Mixed Dimensions Trick #108

srcarroll · 2020-07-23T18:48:21Z

I'm trying to run dlrm training with the mixed dimensions trick. The paper says that amsgrad is used, so I tried changing the SGD optimizer to Adam and set amsgrad=True. But Adam doesn't support sparse gradients. The code works with SGD, but I don't get the same accuracies reported in the paper. How do you suggest getting amsgrad to work so that one can reproduce results from the paper? Thanks in advance.

mnaumovfb · 2020-07-24T05:32:05Z

When creating nn.EmbeddingBag(..., sparse=False) can you set sparse argument to False.

The code will be slower and less efficient, but as far as I recall it should still go through.
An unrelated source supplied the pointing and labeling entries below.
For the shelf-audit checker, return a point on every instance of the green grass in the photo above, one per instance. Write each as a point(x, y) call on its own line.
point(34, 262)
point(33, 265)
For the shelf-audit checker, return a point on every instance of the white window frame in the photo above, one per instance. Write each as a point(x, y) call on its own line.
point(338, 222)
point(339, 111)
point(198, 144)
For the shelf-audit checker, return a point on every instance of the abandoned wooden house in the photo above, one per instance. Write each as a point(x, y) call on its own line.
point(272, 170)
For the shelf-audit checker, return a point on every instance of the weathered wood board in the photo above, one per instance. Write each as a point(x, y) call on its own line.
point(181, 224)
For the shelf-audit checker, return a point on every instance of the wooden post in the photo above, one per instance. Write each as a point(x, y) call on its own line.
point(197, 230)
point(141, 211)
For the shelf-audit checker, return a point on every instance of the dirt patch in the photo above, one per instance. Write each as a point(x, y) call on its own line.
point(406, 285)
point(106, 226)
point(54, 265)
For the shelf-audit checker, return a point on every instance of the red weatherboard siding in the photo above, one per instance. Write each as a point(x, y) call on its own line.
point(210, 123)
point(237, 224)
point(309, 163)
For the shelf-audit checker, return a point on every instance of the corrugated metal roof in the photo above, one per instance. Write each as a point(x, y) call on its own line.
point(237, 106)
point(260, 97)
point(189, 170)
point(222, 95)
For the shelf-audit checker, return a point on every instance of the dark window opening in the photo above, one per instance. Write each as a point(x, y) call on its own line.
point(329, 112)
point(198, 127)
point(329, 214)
srcarroll · 2020-07-24T18:17:53Z

Thank you for the reply. The code does indeed run after applying your suggestion. However, my validation accuracy is still a little lower than what's reported in the paper.
This is likely due to the fact that I don't know what architecture settings are used, since they aren't stated in the paper. I tried using both the default settings, i.e. using flags from run_and_time.sh, and the settings from the Quotient Remainder paper. From the former I get a validation accuracy of 79.132%, and the latter 79.044% after one epoch. Just eyeballing Figure 6 from the MD paper, it looks like the accuracy is around 79.5%. Is there anywhere that I can find all the official parameter values used in the paper? Thanks again.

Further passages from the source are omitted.